AFRICA IN THEIR EYES

December 2005 Ingrid Sischy Todd Ederle
Features
AFRICA IN THEIR EYES
December 2005 Ingrid Sischy Todd Ederle


It's no secret that so many giants of 20th-century Western art, Picasso included, can thank for inspiration the citizens of Africa and the objects they have been making for hundreds of years— some functional, some spiritual, some for adornment. What has been much less acknowledged by the West is Africa's contemporary art. That began to change about 20 years ago when a long-needed debate erupted over the colonialist treatment (or ignorance) of art outside the European tradition. Since then, exhibitions attempting to "represent" the enormous continent of Africa have been plentiful. But many of these shows, well intentioned though they may have been, suffered from heavy ideological baggage. "African Art Now," which opens at the National Museum of African Art, in Washington, D C., on November 16 (after originating at the Museum of Fine Arts in Houston), offers a much more spontaneous and personal view: all the pieces come from the massive private collection of Jean Pigozzi. The heir to a European car fortune, and a canny investor in his own right, Pigozzi has been buying art from the continent for 17 years with the help of curator André Magnin.
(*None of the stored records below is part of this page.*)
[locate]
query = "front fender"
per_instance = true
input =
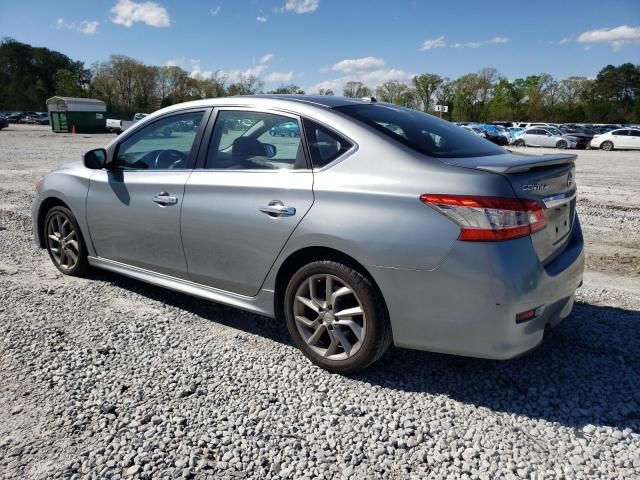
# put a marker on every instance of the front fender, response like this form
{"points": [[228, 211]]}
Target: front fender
{"points": [[69, 187]]}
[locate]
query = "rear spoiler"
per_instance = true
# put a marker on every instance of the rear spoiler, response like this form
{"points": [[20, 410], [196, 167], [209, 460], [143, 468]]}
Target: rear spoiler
{"points": [[523, 163]]}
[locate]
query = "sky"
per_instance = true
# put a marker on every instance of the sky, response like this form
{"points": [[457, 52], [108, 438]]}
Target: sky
{"points": [[325, 43]]}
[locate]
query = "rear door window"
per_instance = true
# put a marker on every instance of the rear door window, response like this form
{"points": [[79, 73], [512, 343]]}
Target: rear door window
{"points": [[421, 132], [249, 140], [324, 145]]}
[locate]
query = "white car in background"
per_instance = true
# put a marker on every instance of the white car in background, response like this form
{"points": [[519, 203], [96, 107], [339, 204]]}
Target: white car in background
{"points": [[621, 139]]}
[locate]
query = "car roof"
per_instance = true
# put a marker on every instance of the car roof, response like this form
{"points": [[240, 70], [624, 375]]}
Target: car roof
{"points": [[329, 101]]}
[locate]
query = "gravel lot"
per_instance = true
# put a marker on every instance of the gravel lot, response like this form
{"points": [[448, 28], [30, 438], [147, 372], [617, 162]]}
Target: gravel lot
{"points": [[107, 377]]}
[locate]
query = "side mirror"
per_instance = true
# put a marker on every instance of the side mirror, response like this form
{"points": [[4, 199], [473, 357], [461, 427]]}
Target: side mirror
{"points": [[270, 150], [95, 159]]}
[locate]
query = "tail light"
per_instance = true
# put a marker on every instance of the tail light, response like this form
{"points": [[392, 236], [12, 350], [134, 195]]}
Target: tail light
{"points": [[489, 219]]}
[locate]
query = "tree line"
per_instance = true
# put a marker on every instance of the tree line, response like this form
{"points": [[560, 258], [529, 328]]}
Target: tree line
{"points": [[29, 75]]}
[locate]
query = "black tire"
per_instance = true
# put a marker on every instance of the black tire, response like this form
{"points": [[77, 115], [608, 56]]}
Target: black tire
{"points": [[376, 336], [81, 265]]}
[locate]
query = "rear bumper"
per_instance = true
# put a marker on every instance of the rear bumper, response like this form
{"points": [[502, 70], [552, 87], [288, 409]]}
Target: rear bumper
{"points": [[468, 305]]}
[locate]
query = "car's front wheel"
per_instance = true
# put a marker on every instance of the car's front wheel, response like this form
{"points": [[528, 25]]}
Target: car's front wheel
{"points": [[64, 242], [336, 316]]}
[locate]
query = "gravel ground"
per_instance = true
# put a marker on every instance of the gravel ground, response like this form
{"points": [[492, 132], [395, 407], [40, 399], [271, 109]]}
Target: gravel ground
{"points": [[107, 377]]}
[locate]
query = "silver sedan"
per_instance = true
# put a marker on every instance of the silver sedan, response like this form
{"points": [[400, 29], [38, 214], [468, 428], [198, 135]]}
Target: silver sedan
{"points": [[546, 137], [375, 225]]}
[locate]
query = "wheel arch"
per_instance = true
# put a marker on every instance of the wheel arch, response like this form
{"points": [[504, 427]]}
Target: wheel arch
{"points": [[46, 205], [310, 254]]}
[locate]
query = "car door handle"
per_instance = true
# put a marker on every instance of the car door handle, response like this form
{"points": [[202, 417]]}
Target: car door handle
{"points": [[276, 208], [165, 199]]}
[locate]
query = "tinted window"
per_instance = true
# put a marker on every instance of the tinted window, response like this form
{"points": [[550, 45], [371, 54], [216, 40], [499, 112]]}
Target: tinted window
{"points": [[325, 146], [423, 133], [244, 140], [162, 145]]}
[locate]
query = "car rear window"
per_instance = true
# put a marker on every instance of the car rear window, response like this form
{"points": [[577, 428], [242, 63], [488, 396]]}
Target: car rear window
{"points": [[423, 133]]}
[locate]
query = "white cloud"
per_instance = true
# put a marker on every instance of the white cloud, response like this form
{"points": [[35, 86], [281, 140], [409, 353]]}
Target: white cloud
{"points": [[265, 58], [86, 27], [433, 43], [128, 12], [441, 43], [279, 77], [89, 28], [371, 78], [466, 45], [617, 37], [300, 6], [358, 64]]}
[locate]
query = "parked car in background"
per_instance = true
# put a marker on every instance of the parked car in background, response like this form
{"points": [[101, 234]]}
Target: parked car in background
{"points": [[494, 134], [289, 129], [582, 135], [475, 130], [546, 137], [368, 237], [529, 125], [42, 119], [17, 117], [515, 133], [39, 118], [620, 139]]}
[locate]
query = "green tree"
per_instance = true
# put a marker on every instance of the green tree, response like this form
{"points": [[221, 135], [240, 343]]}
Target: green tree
{"points": [[288, 90], [356, 90], [425, 86]]}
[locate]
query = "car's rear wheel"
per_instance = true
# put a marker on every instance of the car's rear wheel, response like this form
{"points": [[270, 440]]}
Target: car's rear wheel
{"points": [[64, 242], [336, 317]]}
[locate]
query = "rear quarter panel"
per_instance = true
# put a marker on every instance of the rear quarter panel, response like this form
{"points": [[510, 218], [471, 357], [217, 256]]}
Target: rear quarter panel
{"points": [[368, 207]]}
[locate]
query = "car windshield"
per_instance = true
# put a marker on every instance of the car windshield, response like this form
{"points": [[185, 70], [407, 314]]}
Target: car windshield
{"points": [[423, 133]]}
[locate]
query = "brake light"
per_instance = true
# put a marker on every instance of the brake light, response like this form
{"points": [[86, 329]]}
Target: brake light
{"points": [[489, 219]]}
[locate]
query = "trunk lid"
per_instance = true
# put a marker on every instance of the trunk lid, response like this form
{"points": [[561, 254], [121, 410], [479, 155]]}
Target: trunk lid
{"points": [[549, 179]]}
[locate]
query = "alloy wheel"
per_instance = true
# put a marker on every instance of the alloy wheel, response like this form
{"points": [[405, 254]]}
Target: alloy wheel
{"points": [[63, 241], [329, 317]]}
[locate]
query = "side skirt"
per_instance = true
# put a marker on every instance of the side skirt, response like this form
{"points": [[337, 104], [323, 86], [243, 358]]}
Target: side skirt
{"points": [[261, 304]]}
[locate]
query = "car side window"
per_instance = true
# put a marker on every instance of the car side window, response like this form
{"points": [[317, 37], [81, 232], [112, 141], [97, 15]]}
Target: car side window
{"points": [[245, 140], [162, 145], [325, 145]]}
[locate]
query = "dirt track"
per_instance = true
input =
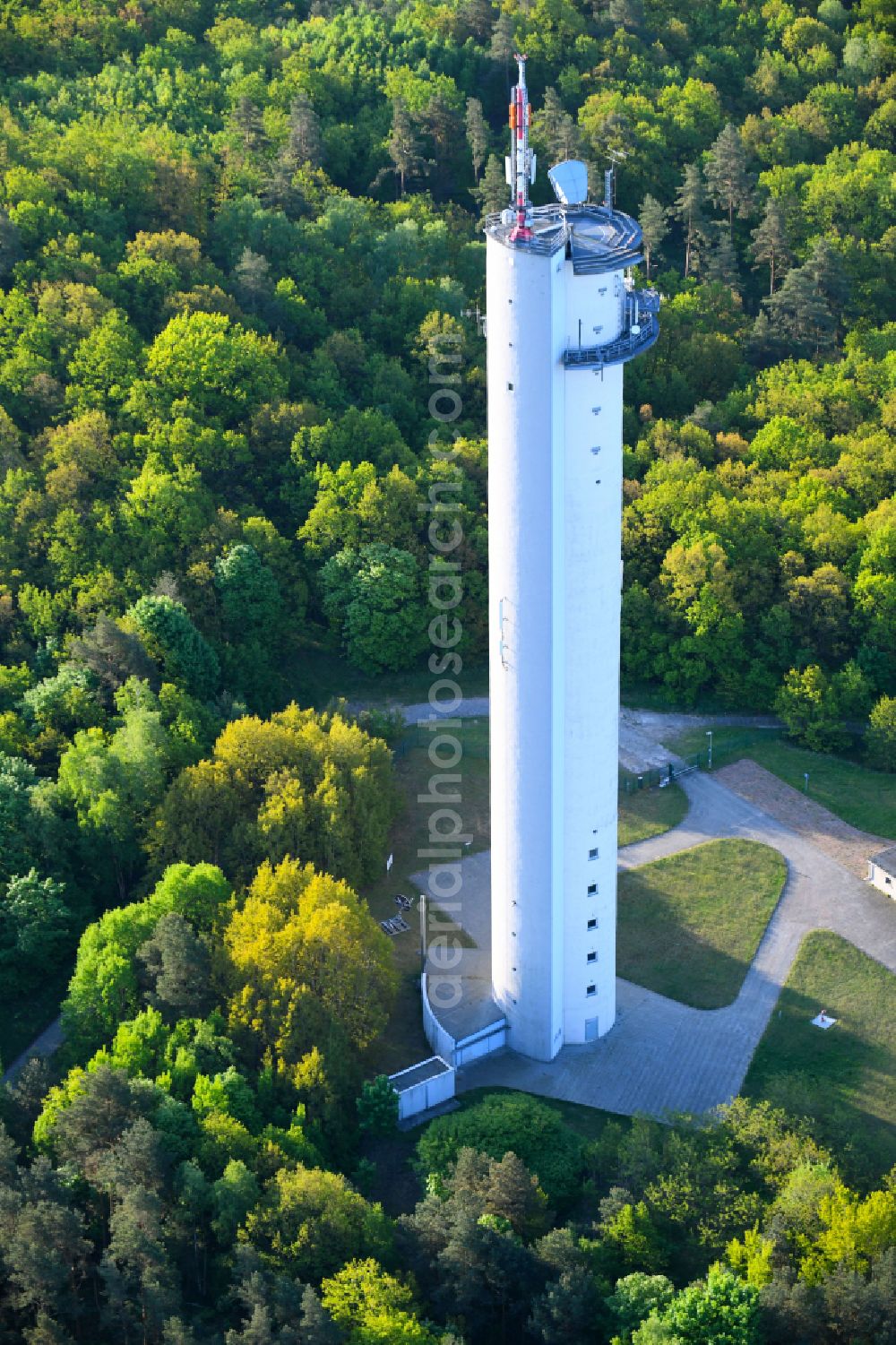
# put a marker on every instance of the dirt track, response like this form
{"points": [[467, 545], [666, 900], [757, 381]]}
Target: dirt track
{"points": [[831, 834]]}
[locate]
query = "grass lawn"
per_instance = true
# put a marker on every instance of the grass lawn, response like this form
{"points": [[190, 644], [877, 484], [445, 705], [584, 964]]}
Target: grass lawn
{"points": [[24, 1017], [841, 1078], [650, 811], [404, 1041], [315, 676], [689, 926], [864, 798]]}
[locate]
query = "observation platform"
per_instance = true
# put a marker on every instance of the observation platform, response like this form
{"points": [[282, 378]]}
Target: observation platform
{"points": [[593, 237], [639, 331]]}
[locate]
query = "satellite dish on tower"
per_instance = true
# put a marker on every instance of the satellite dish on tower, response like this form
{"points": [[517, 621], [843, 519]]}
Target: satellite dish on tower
{"points": [[569, 180]]}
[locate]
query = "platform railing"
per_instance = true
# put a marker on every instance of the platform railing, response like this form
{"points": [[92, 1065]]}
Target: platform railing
{"points": [[639, 331]]}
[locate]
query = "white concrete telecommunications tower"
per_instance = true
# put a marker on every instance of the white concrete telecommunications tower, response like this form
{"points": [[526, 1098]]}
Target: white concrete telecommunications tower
{"points": [[563, 319]]}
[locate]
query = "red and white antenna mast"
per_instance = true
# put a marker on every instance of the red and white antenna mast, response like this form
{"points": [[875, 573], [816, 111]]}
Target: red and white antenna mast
{"points": [[521, 163]]}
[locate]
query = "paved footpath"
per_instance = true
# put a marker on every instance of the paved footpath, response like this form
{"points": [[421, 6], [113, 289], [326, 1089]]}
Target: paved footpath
{"points": [[663, 1056]]}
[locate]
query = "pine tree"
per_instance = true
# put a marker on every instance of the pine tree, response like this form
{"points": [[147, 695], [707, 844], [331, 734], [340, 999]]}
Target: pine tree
{"points": [[10, 245], [625, 13], [654, 226], [691, 199], [504, 40], [316, 1325], [442, 121], [252, 280], [246, 121], [280, 191], [493, 191], [729, 183], [177, 970], [404, 145], [303, 142], [477, 134], [721, 263], [798, 314], [826, 266], [547, 123], [478, 18], [770, 242]]}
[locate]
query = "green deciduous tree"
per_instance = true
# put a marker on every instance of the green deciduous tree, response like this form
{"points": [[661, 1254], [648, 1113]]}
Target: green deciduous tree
{"points": [[310, 1223], [731, 185], [770, 244], [807, 705], [880, 740], [373, 598], [654, 226], [171, 638]]}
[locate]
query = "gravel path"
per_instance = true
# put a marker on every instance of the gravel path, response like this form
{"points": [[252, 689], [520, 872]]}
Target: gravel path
{"points": [[641, 732], [662, 1056], [48, 1041], [837, 838]]}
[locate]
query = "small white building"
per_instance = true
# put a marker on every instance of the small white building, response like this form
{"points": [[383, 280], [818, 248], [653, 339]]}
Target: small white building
{"points": [[882, 870], [423, 1087]]}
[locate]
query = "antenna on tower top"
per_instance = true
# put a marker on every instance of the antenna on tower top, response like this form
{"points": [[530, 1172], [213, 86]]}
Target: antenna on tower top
{"points": [[609, 177], [521, 161]]}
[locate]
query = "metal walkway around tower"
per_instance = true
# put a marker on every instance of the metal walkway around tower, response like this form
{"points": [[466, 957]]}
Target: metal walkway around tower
{"points": [[639, 332], [595, 238]]}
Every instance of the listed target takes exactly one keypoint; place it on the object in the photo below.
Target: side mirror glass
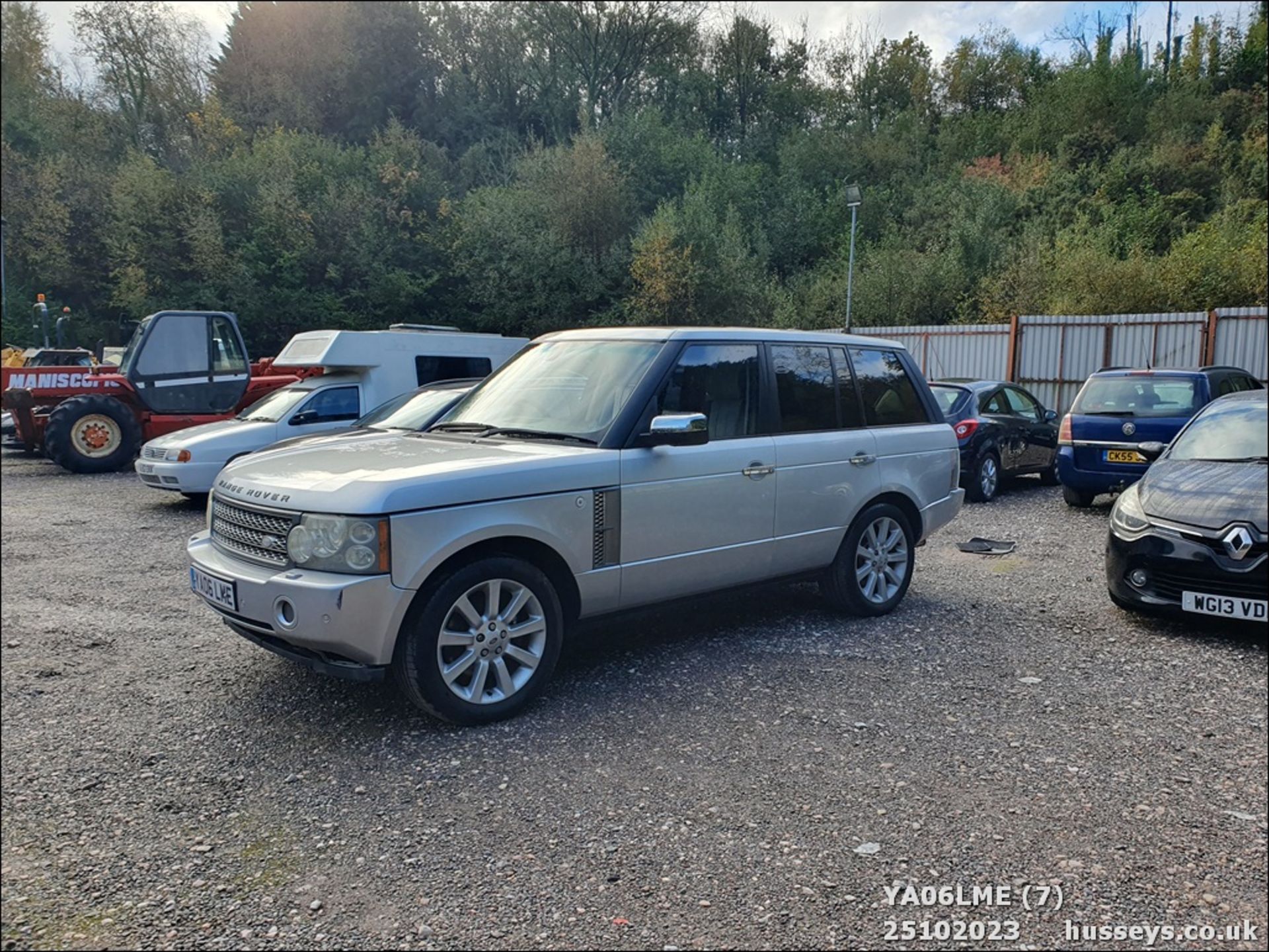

They set three rules for themselves: the artists must be black, breathing, and still living in Africa. The works shown in Washington, which include paintings, sculptures, and photographs by 28 artists from 15 countries, defy easy categorization. There's sophistication, naïvete, and everything in between. There's hokeyness and the presence of genius—for which there is no explanation and no color bar.